Kasus: Traidos Bank and Roche’s Drug Trials in China

            Bank Traidos adalah salah satu lembaga keuangan di Inggris yang memberikan jasa tabungan dan investasi. Bank ini menyatakan dirinya sebagai “the world’s leading ethical and sustainable bank”. Bank Traidos memiliki enam prinsip dalam membuat keputusan: (1) mempromosikan pembangunan yang berkelanjutan; (2) menghormati dan mematuhi hukum yang berlaku; (3) menghormati hak asasi manusia (4) memperhatikan lingkungannya; (5) akuntabilitas; (6) melakukan perbaikan secara terus menerus. Roche adalah salah satu perusahaan farmasi di Swiss yang sedang mengembangkan CellCept di Cina. CellCept merupakan obat yang mencegah sistem imun pasien dari penolakan organ yang telah di transplantasikan.
            Pada tahun 2009, Bank Traidos telah mereview kegiatan operasional dari Roche. Data menunjukkan bahwa Roche telah memenuhi standar etika yang telah ditetapkan dan memiliki kualitas untuk dimasukkan dalam investasi portofolio bank Traidos. Hasil reviewnya antara lain: (1) Roche menempati Best Performing 50% dari perusahaan farmasi di Eropa; (2) Roche transparan terhadap isu keberlanjutan; (3) Memiliki posisi komrehensif terkait rekayasa genetika; (4) Memiliki pedoman etika yang jelas dalam melakukan uji klinis; (5) Memiliki sistem untuk memonitor dan menegakkan standar sosial; (6) Menegakkan sistem menagemen lingkungan yang baik; (7) Memiliki target untuk mengurangi penggunaan energi dan emisi gas dari green house.
            Roche menerima Public Eye Award yang disponsori oleh Berne Declaration dan Greenpeace pada Januari 2010. Penghargaan ini diberikan karena Roche melakukan hal yang tidak etis yaitu melakukan percobaan klinis di Cina untuk produk CellCept, organ yang ditransplantasi ini sebagian besar berasal dari para tahanan yang dieksekusi, dan Roche tidak memverifikasi asal dari organ yang diuji cobakan tersebut.  Pada bulan Mei 2007, pemerintah Cina telah melarang penjualan organ manusia, dan donor hanya dapat dilakukan dari pendonor yang masih hidup, dan mendonorkan bagian dari tubuhnya hanya bisa kepada pasangannya, yang memiliki hubungan darah atau saudara tiri dan keluarga angkat. Namun, perdagangan organ tetap berkembang di Cina dengan memalsukan dokumen-dokumen yang diperlukan.

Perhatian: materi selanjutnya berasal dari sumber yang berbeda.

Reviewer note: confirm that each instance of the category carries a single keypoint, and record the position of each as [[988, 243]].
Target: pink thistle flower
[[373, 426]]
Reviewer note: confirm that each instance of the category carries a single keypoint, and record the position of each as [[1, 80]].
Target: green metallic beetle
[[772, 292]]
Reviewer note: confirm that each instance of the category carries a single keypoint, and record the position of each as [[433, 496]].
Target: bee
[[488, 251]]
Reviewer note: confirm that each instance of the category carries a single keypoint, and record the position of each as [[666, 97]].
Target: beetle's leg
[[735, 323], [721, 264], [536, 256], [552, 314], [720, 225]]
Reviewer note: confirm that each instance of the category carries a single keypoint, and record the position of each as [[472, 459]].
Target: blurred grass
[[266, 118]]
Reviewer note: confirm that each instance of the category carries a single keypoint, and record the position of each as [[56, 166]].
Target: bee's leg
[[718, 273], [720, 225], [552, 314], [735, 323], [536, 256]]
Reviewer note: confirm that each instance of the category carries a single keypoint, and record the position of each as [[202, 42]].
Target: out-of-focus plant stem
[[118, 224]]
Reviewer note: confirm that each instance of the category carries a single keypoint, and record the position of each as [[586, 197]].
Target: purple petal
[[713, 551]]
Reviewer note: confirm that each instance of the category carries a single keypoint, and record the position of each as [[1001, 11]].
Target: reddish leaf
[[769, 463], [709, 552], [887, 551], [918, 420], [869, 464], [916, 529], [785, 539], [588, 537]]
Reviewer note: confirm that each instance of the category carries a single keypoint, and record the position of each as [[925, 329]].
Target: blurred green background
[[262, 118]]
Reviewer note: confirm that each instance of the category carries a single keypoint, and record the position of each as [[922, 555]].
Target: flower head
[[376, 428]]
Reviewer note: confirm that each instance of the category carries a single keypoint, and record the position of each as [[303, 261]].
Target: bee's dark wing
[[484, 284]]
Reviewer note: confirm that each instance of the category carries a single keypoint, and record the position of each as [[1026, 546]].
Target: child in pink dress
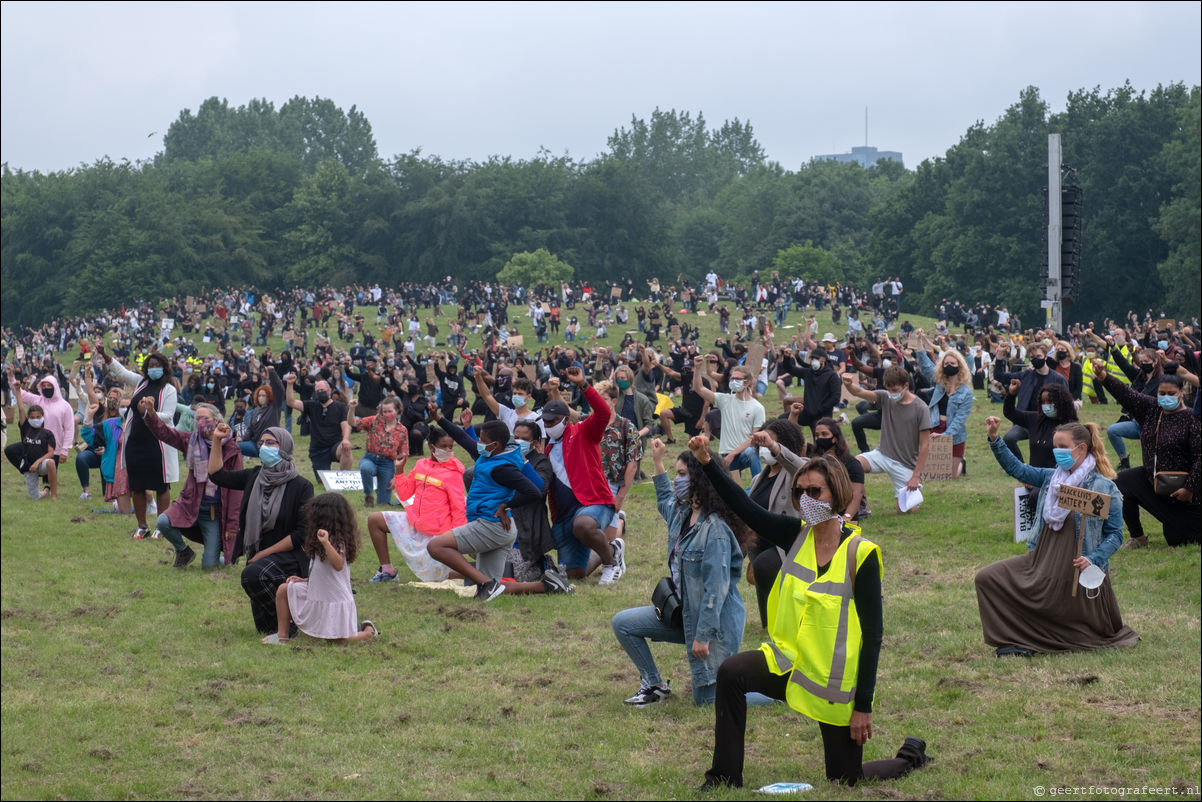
[[323, 606]]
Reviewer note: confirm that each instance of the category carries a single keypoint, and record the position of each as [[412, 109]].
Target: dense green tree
[[539, 267]]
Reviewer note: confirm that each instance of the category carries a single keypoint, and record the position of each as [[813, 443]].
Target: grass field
[[124, 678]]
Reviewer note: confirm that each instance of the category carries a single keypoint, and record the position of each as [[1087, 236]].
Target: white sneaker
[[611, 574]]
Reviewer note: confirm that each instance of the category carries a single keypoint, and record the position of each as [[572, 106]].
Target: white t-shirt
[[739, 420]]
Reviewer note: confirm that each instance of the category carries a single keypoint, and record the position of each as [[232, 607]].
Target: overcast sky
[[468, 81]]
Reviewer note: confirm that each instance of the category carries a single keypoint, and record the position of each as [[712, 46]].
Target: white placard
[[341, 480], [1024, 514]]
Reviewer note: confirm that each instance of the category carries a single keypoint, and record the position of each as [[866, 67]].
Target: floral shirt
[[618, 450], [393, 444]]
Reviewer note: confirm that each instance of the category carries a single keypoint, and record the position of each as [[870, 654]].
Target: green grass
[[123, 678]]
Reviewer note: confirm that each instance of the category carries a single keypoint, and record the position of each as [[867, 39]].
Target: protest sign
[[1078, 499], [940, 464]]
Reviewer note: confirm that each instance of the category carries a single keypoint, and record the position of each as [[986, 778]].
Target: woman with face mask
[[1033, 604], [951, 380], [435, 502], [271, 521], [203, 512], [146, 463], [704, 565], [1167, 482], [387, 451], [825, 610]]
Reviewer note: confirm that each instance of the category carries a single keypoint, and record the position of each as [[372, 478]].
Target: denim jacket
[[1102, 538], [959, 403], [710, 564]]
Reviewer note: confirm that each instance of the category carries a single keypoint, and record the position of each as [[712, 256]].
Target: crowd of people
[[557, 434]]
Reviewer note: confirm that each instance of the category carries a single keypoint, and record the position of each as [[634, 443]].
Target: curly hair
[[1059, 397], [702, 492], [787, 434], [332, 512]]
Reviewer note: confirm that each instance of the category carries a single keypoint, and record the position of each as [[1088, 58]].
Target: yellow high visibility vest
[[815, 635]]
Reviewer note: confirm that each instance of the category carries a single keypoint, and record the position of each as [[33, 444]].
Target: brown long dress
[[1027, 600]]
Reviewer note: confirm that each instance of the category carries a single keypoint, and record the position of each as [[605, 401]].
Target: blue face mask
[[269, 456], [1064, 458]]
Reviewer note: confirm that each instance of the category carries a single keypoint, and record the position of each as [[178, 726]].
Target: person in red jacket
[[439, 500], [581, 500]]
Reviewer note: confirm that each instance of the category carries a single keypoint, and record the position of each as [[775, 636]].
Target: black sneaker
[[184, 558], [650, 695], [489, 590], [915, 749], [555, 582]]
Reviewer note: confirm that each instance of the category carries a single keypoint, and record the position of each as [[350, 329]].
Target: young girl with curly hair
[[323, 606]]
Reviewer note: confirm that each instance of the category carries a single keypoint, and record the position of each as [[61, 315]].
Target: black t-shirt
[[325, 423]]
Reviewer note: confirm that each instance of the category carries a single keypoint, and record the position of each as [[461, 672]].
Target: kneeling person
[[498, 485]]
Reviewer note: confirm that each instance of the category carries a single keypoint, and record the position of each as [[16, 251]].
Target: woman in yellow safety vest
[[823, 625]]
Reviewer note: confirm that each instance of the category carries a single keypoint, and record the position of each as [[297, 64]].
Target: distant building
[[866, 156]]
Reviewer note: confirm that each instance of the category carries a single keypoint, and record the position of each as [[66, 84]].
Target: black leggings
[[1182, 521], [748, 671]]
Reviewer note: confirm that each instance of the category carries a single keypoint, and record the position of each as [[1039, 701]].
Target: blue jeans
[[84, 462], [748, 458], [374, 467], [1122, 431], [634, 628], [322, 458], [210, 530]]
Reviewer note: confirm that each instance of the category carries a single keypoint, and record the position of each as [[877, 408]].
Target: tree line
[[299, 196]]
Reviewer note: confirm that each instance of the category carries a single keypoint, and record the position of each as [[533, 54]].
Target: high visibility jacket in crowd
[[814, 628], [1112, 367]]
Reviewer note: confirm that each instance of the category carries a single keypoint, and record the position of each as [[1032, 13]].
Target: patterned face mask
[[814, 511]]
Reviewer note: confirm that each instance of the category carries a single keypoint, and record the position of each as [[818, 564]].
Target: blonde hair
[[1092, 435], [963, 378]]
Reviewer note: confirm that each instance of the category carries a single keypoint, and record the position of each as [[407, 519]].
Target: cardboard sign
[[755, 360], [1024, 514], [940, 465], [1078, 499], [341, 480]]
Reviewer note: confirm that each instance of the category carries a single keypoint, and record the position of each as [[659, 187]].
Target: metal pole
[[1052, 296]]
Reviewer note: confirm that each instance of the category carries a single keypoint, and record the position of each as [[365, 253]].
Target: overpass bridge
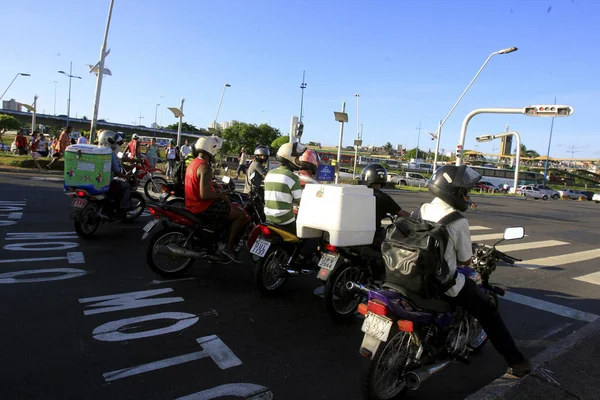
[[79, 124]]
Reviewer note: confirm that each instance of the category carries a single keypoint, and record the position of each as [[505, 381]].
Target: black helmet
[[374, 173], [451, 184]]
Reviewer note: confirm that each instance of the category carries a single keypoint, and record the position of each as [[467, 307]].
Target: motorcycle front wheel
[[269, 275], [383, 376], [340, 303], [163, 262]]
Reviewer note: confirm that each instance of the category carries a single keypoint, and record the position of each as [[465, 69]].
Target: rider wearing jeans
[[450, 184]]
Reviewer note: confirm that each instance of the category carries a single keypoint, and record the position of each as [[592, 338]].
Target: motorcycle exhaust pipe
[[413, 379]]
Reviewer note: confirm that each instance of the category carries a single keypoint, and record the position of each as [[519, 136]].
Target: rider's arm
[[205, 176]]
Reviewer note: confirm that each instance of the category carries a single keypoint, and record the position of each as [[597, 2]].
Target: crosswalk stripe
[[561, 259], [530, 245], [593, 278]]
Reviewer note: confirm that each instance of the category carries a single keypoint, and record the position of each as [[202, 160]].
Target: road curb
[[500, 386]]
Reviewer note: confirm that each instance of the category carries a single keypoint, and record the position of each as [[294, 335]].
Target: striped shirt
[[282, 190]]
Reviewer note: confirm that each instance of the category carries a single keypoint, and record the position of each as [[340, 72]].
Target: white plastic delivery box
[[346, 212]]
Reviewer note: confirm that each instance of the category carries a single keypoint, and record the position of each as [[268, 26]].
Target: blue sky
[[409, 61]]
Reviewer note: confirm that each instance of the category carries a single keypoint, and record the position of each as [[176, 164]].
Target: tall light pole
[[55, 83], [439, 131], [100, 71], [11, 82], [357, 142], [220, 101], [70, 76], [155, 115], [302, 86]]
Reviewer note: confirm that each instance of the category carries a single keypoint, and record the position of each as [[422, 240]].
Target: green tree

            Di musim panas 2010, human right grup mengumumkan investigasinya bahwa lebih dari 9.000 anggota dari Falun Gong telah dieksekusi di penjara Cina untuk diambil bagian tubuhnya diantaranya kornea, paru-paru, hati dan jantung. Hal ini dilakukan tanpa persetujuan dari mereka, walaupun dengan persetujuan itupun dilakukan secara paksa agar mereka menyetujui. Hampir 90% dari semua organ yang ditransplantasi di Cina berasal dari tahanan yang dieksekusi.
            Roche telah melakukan uji klinis sesuai hukum yang berlaku di Cina yaitu setiap obat yang akan dijual di Cina harus diujikan kepada pasian di Cina. Pihak Roche menyatakan bahwa tidak mungkin untuk mencari tahu sumber dari organ yang ditransplantasikan. Roche mengatakan bahwa jika tidak menguji obat pada pasien transplantasi di Cina maka ia tidak bisa memasarkan obatnya di Cina. Meskipun organ transplantasi banyak berasal dari tahanan, namun kedepannya dari uji tersebut dapat sangat bermanfaat untuk masyarakat Cina yang membutuhkan obat tersebut.
            Karena hal-hal tersebut, maka pada tanggal 23 September 2010 Bank Traidos memutuskan untuk menarik Roche dari investasi portofolionya. Bank Traidos beralasan bahwa Roche sudah tidak memenuhi kriteria dari 6 prinsip yang ia miliki karena Roche telah melakukan uji coba klinis dengan transplantasi organ di Cina.